Thursday, February 12, 2026

Maybe I am Snob... but so is the Penguin

By all accounts, Phillip Kennedy Johnson is a nice guy; very well-rounded and highly talented.  A veteran, an accomplished musician, a popular comic book writer.

Poor Oswald.

But he clearly has no idea what "itinerant" means (something or someone that travels from place to place, from the Latin "iter/itineris", meaning "journey") or cares to make sure he knows the words he has his characters use.  If there is anything a brick-and-mortar medical facility is NOT, it is "itinerant".

That is ignorant and lazy writing and I myself don't have patience for that in my comics.  Golden Age, Silver Age, Bronze Age writers--well, they BUTCHERED science constantly beyond all recognition.  Plotting? Insane; absurd. 

But ... words? They were WRITERS.  Words were their craft.  With few exceptions I can recall, they knew the words they used and used them correctly. It doesn't seem like that high a standard to insist on.

You COULD make up a case that this is intentional; it's to show that the PENGUIN uses words he doesn't know.  But we both know that's not the case here.  It's particularly insulting that this bungle is forced upon one of DC's characters known best for erudition and eloquence.

I was about to buy this comic. Then I saw that. Honestly, if the writers AND EDITORS at DC don't care about what their characters are saying...

why should I?

5 comments:

Anonymous said...

Fully agreed; if you don't know what a word means, look it up. Last thing you want to do is use a word with baggage you didn't know about. Second worst thing is to make no sense. The only itinerant building I know of is Baba Yaga's hut, which come to think of it is something the Penguin would have stolen in the Bronze Age.

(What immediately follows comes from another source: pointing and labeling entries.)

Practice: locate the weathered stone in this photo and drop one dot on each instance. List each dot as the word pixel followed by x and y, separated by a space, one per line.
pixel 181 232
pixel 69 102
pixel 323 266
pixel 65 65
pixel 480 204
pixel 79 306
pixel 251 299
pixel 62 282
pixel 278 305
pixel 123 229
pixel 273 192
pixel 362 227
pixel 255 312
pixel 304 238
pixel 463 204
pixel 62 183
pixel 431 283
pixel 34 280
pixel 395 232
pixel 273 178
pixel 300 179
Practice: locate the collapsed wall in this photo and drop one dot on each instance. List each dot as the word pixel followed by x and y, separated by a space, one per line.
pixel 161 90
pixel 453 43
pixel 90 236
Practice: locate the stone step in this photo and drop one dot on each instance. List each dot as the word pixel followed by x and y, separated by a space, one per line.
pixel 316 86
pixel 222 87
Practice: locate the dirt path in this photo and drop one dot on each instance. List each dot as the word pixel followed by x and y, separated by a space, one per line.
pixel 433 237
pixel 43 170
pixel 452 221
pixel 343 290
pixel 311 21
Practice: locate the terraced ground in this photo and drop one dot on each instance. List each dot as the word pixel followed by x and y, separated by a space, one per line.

But anyway, yes. If you're not sure what a word means, look it up in your dictionotomy.

- HJF1

Dean said...

Maybe it's a mobile home?

Scipio said...

LOL, maybe, but I don't think so.

Andrew said...

I wonder what word the writer was groping for? The best I can come up with is either EXUBERANT (befitting the earlier, brighter time); or RECALCITRANT (befitting the contrast between its origins and its present circumstances) but neither seems to fit well.

Scipio said...

There is not "other word" he was groping for. I believe he must have seen "itinerant" used to mean "wandering", which would be used, perhaps to describe someone homeless and therefore poor and he just assumed it was some sort of fancy word for "poor".